Researchers at University of California San Diego School of Medicine have led the first clinical trial in the world to show that cancer drug treatments can be safely and effectively personalised based on the unique DNA of a patient’s tumour.

The study results, published in the January 8, 2026 online edition of Journal of Clinical Oncology found that individualising multi-drug treatments to each patient’s specific tumour mutations using molecular testing can significantly enhance treatment success.

“Every patient and every cancer is unique, and so should how we treat for them,” said Jason Sicklick, MD, senior author of the study, professor of surgery and pharmacology at UC San Diego School of Medicine and surgical oncologist at UC San Diego Health.

“Our findings demonstrate that precision oncology at the individual level is achievable. When every patient’s treatment is guided by their tumour’s distinctive DNA, we can treat cancer with better accuracy.”
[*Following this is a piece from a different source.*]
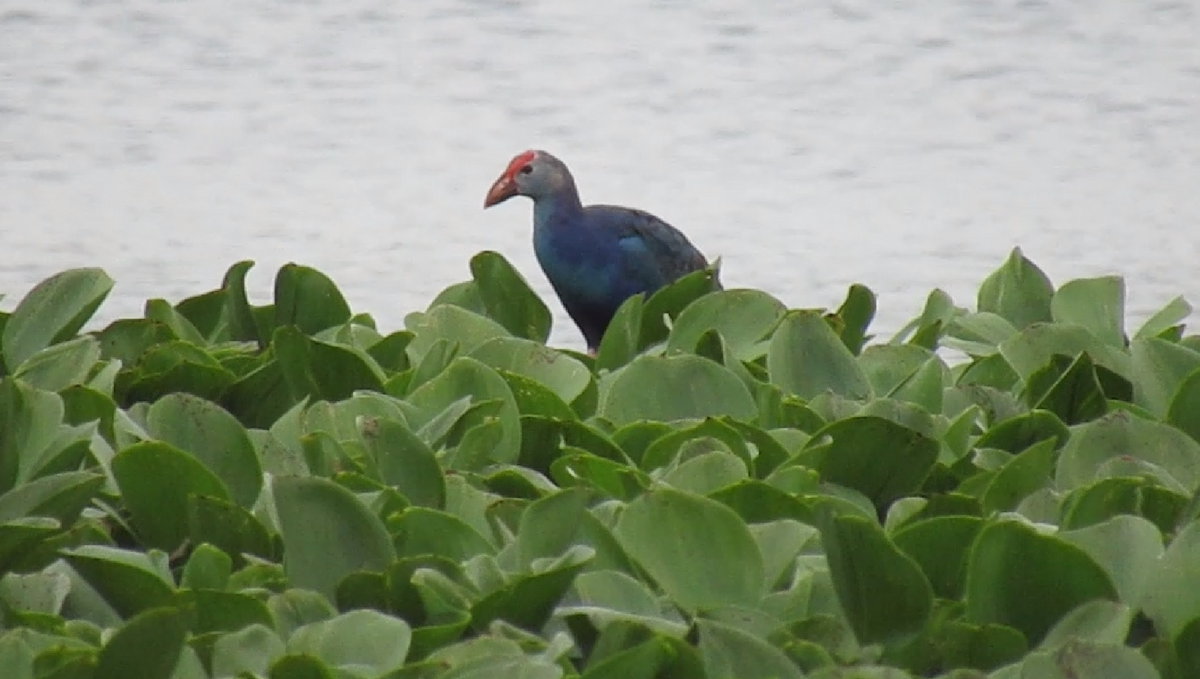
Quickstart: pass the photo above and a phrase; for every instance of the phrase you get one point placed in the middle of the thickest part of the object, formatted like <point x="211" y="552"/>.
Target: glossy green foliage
<point x="731" y="488"/>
The clinical trial, known as Investigation of Profile-Related Evidence Determining Individualised Cancer Therapy (I-PREDICT), used advanced genomic sequencing to identify the genomic changes driving each person’s cancer.

Clinicians then developed personalised treatment plans using FDA-approved drugs, with doses carefully adjusted for each patient to precisely target those molecular alterations — the opposite of a one-size-fits-all approach.

Among a cohort of 210 patients with advanced cancers that were treated, nearly 95% had distinct tumour DNA profiles — no two cancers were alike.

This led to 157 different treatment regimens, including 103 new drug pairings that had never been tested together before.

Patients whose therapies were most closely matched to their tumour mutations experienced better treatment results, improving their chances for response and survival.

Importantly, those who received new drug combinations did not experience more severe side effects than patients receiving standard therapies.

The study also found that starting new drug mixes at lower doses and carefully increasing them over time kept treatments safe, even with therapies that had never been used together before.

“The I-PREDICT study shows what’s possible when we let a patient’s biology guide their treatment,” said Shumei Kato, MD, associate professor of medicine at UC San Diego School of Medicine and medical oncologist at UC San Diego Health.

“By using biomarkers to select drugs and adjust doses, we can design combinations that precisely target the drivers of each person’s cancer.”

“Innovative clinical trial design is a central part of what we do at Moores Cancer Centre,” said Diane Simeone, MD, director of Moores Cancer Centre at UC San Diego Health.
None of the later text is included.